Sport | Fußball
05.12.2011

WM-Auslosung: Wunschloser Teamchef

"Ich habe keine Erwartungen", meint Constantini vor der Abreise zur Gruppenauslosung für die WM-Qualifikation.

Der Blick in die Zukunft ist des Teamchefs Sache nicht. Zumindest nicht, wenn es um die Auslosung der Gruppen für die WM-Qualifikation geht: "Ich habe keine Erwartungen. Denn alles, was im Vorfeld diskutiert wird, ist überflüssig. Das sind nur Spekulationen. Erst wenn man die Gegner kennt, kann man darüber reden und selbst dann weiß man nicht, wie es am Ende in der Tabelle aussehen wird", meinte Teamchef Dietmar Constantini vor dem Abflug nach Rio, wo die Auslosung am Samstag (ab 20.00 Uhr Uhr MESZ/live FIFA.com und ZDFinfo) über die Bühne gehen wird.

Man könne von einem vermeintlich leichten Gegner geschlagen werden und genauso gut gegen einen Top-Gegner auf die Siegerstraße geraten.

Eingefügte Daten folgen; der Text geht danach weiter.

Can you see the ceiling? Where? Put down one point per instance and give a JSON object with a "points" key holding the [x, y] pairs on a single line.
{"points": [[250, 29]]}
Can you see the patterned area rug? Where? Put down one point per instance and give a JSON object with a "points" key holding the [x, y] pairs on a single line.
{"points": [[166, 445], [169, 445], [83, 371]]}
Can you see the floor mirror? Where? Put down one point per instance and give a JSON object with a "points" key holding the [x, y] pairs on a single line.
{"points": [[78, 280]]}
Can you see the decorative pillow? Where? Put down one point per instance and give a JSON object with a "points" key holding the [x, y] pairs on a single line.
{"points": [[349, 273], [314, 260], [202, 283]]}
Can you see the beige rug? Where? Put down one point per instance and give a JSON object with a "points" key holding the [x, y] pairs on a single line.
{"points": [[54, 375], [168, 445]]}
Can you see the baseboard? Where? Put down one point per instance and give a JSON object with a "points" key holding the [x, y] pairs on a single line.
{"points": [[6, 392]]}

Tatsache ist, dass Österreich im Vergleich zur WM 2010 eine leicht bessere Ausgangsposition hat. War das Nationalteam vor der WM in Südafrika als Nummer 91 der Weltrangliste (in Europa 45.) aus dem fünften Topf gezogen worden, so landete Österreich (FIFA-Ranking 66./Europa35.) diesmal im vierten Topf.

Modus

In dieser vierten Kategorie sind auch Bulgarien, Rumänien, Georgien, Litauen, Albanien, Schottland, Nordirland und Polen. Die acht Länder kommen damit für Österreich nicht als Gegner infrage. Der Modus der Auslosung sieht vor, dass zuerst die Teams aus Topf sechs gezogen werden. Danach folgen die Töpfe fünf, vier, etc. bis es zu den Top-Ländern (Titelverteidiger Spanien, Vize Niederlande, WM-Dritter Deutschland, England, Portugal, Italien, Kroatien, Norwegen und Griechenland) geht.

Nicht zusammen gelost werden in der Europa-Zone wegen der politischen brisanten Lage zwischen den Ländern Armenien und Aserbaidschan sowie Russland und Georgien. Die neun europäischen Gruppensieger sind für die WM in drei Jahren (12. Juni bis 13. Juli) qualifiziert. Die acht besten Pool-Zweiten rittern in Hin- und Rückspielen um die vier weiteren WM-Startplätze. An der europäischen Ausscheidung nehmen alle 53 Mitgliedsländer teil.